I use a HANA 2.0 database. I want to export a table or a sql query from the database to an external client as fast as possible and using a command line (i'm on windows)
I already tested differents cli methods with success but not as fast as a gui method (using HANA Studio Export)
The CSV generated is around 400MB, in all cases it is exactly the same data.
I successfully exported the result of a SQL query using hdbsql and -o option
$periodstr = '202012'
$TargetFile = "OTIF_${periodstr}.csv"
$HanaUserKey = "MAESTRO_VAL"
$CSVDelimiter = '¤' ## US : User Separator ascii 31
$UserQuotes = "Never"
$encoding = "UTF8"
Measure-Command{hdbsql -U $HanaUserKey -o .\${TargetFile} -I D:\Applications\python\Hana2Hyper\extractors\MAESTRO\sql\OTIF4HDBSQL.SQL -V period=$periodstr -F $CSVDelimiter -x -resultencoding $encoding}
With hdbsql it took 65s to export Network BP used ~40Mbs:
I successfully exported using ODBC (HDBODBC)
$TargetDir = "D:\Applications\python\Hana2Hyper\workdir"
$periodstr = '202012'
$TargetFile = "OTIF_${periodstr}.csv"
$HanaUserKey = "@MAESTRO_VAL"
$SQLQuery = [IO.File]::ReadAllText("D:\Applications\python\Hana2Hyper\extractors\MAESTRO\sql\OTIF4HDBSQL.SQL")
$SQLQuery = $SQLquery.replace('&period',$periodstr)
$CSVDelimiter = 31 ## US : User Separator ascii 31
$UserQuotes = "Never"
$encoding = "UTF8"
$conn = new-object System.Data.Odbc.OdbcConnection
$conn.connectionstring = "Driver={HDBODBC};SERVERNODE=${HanaUserKey};PACKETSIZE=2097152; PREFETCH=TRUE"
$conn.Open()
$cmd = New-object System.Data.Odbc.OdbcCommand($SQLQuery,$conn)
$dset = New-Object System.Data.DataSet
$adap = New-Object System.Data.Odbc.OdbcDataAdapter($cmd)
Measure-Command{$nrr = $adap.fill($dset)}
Write-Output "Dataset Records selected: ${nrr}"
#Powershell 7 for UseQuotes
Measure-Command{Export-Csv -InputObject $dset.tables[0] -Path ${TargetDir}\${TargetFile} -Delimiter $CSVDelimiter -noTypeInformation -UseQuotes $UserQuotes -encoding $encoding}
$conn.Close()
it took 57s to export data to a dataset and 1.2s to write the dataset to csv : 58s (faster that hdbsql), Network BP used : ~50Mbs
We also successfully export using python (sqlalchemy + hdbcli) and pandas dataframes in about 35s (Network BP ~90 Mbs).
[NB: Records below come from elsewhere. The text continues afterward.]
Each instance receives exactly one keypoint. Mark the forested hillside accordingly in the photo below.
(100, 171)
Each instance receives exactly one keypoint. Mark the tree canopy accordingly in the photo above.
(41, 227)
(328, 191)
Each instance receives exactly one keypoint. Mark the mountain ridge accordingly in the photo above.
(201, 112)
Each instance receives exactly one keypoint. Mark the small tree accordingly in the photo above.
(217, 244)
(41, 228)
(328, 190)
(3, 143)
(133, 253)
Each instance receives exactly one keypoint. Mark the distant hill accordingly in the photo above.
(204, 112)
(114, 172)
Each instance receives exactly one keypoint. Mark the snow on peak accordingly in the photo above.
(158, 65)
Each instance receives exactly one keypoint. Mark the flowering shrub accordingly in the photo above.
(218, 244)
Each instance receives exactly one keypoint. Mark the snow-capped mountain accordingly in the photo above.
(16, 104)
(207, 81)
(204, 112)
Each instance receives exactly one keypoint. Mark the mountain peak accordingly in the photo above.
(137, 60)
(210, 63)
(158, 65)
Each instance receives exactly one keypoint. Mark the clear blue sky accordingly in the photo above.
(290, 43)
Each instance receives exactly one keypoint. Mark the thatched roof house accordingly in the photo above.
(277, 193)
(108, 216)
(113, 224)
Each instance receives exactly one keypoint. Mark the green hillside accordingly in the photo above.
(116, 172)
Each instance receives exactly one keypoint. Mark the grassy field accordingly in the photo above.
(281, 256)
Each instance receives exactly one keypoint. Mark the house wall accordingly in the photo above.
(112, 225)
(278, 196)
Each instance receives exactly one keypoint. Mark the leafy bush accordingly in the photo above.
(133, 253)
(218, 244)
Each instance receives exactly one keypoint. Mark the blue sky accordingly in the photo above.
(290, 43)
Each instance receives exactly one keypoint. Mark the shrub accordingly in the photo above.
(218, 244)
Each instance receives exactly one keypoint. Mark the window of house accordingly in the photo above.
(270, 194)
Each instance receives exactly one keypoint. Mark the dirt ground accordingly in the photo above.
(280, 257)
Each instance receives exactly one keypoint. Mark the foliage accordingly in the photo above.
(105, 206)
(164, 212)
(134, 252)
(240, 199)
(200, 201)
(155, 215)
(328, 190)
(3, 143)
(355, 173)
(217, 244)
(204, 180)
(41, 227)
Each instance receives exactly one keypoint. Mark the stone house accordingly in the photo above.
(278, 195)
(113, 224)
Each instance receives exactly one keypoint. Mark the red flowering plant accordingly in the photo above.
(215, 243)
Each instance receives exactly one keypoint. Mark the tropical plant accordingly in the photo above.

We tried to change some parameters for ODBC/hdbcli like PACKETSIZE=2MB or PREFETCH=TRUE, without improving the cli extraction
And finally I successfully exported the same data that i had previously writen to a table (the create as select took 6s) using HANA Studio
Export using SAP HANA Studio Step 1 Export using SAP HANA Studio Step 2
it took 16s to received the data : more than 3x better !! Network BP used 500Mbs !
Network BP at 500Mbs during SAP HANA Studio Export to client
To summary results we currently have to export the same data :
Type | Method | Elapsed (sec) |
---|---|---|
CLI | hdbsql | 65 |
CLI | HBDODBC+powershell dataset | 58 |
CLI | Python using pandas + sqlalchemy(hdbcli) | 35 |
GUI | SAP HANA Studio | 16 |
The final question is : does someone know how to export data to an external client as fast as GUI SAP HANA Studio but in command line ?